Złapałam dziewczynkę za rękę, i poszłyśmy w stronę miasteczka nie ludzi. Idąc i ściskając jej rękę, próbowałam jej się przyjrzeć, lecz w środku nocy ciężko było by coś zobaczyć. Wiem tylko, że ma bardzo długie, jasno-brązowe włosy bo tego, raczej trudno było by nie zauważyć. Jestem głodna, chętnie bym coś zjadła. Przydało by się coś upolować.
-Może chciałabyś coś przekąsić ? - Zapytałam.
-Mhm - Mruknęła po cichu.
Zbliżałyśmy się właśnie do lasku w którym spędziłam większość swojego dzieciństwa, było tam drzewo w którym była duża dziupla, często tam sypiałam.

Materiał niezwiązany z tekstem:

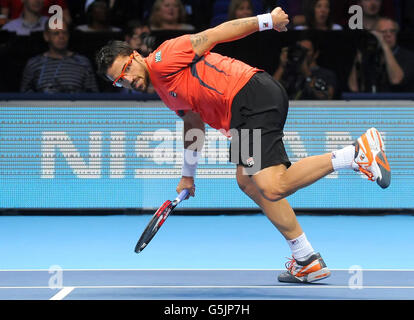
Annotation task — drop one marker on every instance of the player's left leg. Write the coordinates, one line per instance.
(306, 265)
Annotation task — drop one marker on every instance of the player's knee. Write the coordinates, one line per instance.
(243, 184)
(274, 192)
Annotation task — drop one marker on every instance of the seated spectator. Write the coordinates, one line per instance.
(318, 16)
(384, 68)
(58, 70)
(168, 15)
(31, 19)
(14, 8)
(340, 8)
(240, 9)
(301, 76)
(97, 16)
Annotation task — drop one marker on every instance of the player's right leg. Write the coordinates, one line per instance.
(306, 265)
(370, 158)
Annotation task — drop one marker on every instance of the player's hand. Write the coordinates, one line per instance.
(187, 183)
(284, 57)
(280, 19)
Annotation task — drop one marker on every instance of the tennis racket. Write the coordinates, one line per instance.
(157, 220)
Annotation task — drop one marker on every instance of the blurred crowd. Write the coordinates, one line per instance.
(378, 63)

Stwierdziłam więc, że mogłabym tam ukryć Amarin a w tym czasie poszła bym coś upolować póki jeszcze mam miecz. Kiedy weszłyśmy już w las a ja znalazłam mojego ulubionego, starego kasztana poprosiłam dziewczynkę aby się w nim schowała, przespała się a ja wrócę za kilka godzin z jedzeniem. Zgodziła się, zresztą chyba nie miała innego wyboru. Kiedy odeszłam już trochę dalej i nie było widać już drzewa, skręciłam w stronę miasta.